Construct the point $E$ as a reflection of the point $D$ w.r.t. the vertical line through $A$, $\angle DAE=\theta-(40^\circ-\theta)=2\theta-40^\circ$.

Point $H=BD\cap CE$.

$\triangle BDE$, $\triangle CDE$ and $\triangle EHD$ are isosceles, $\angle EBD=\angle BDE=\angle DEC=\angle ECD=20^\circ$, $|BE|=|CD|=|DE|$.
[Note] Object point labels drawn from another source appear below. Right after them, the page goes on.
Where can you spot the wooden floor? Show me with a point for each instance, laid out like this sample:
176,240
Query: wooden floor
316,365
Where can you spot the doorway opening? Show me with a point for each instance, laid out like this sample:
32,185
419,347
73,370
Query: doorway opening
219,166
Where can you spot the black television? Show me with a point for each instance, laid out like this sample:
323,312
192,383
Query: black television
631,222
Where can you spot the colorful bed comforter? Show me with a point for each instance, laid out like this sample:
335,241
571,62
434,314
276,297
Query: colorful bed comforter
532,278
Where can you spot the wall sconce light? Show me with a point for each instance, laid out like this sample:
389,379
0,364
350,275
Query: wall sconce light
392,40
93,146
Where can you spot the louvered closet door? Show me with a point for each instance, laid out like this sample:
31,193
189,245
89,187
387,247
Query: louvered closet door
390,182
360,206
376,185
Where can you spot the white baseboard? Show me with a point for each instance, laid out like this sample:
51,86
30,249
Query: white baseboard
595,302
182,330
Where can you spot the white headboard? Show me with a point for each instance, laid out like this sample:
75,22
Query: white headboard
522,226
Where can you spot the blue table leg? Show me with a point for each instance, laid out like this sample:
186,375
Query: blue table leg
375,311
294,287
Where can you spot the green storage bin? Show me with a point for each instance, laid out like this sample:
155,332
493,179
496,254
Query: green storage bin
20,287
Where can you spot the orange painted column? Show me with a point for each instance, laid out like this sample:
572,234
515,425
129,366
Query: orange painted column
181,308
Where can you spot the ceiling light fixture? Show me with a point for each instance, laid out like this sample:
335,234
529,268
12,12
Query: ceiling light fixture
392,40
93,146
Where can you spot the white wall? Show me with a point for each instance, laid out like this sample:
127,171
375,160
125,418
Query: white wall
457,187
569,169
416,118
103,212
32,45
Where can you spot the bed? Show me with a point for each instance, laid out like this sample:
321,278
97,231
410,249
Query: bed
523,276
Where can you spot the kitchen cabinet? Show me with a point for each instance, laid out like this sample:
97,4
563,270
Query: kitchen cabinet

Point $D_1:DD_1\perp AC,\ |DD_1|=|DE|$, point $F=AC\cap DD_1$. From $\triangle CDF$, $|DF|=|D_1F|=\tfrac12\,|CD|=\tfrac12\,|DE|$.

Similarly, point $E_1:DD_1\perp AB,\ |EE_1|=|DE|$, point $G=AB\cap EE_1$. From $\triangle BEG$, $|EG|=|E_1G|=\tfrac12\,|BE|=\tfrac12\,|DE|$.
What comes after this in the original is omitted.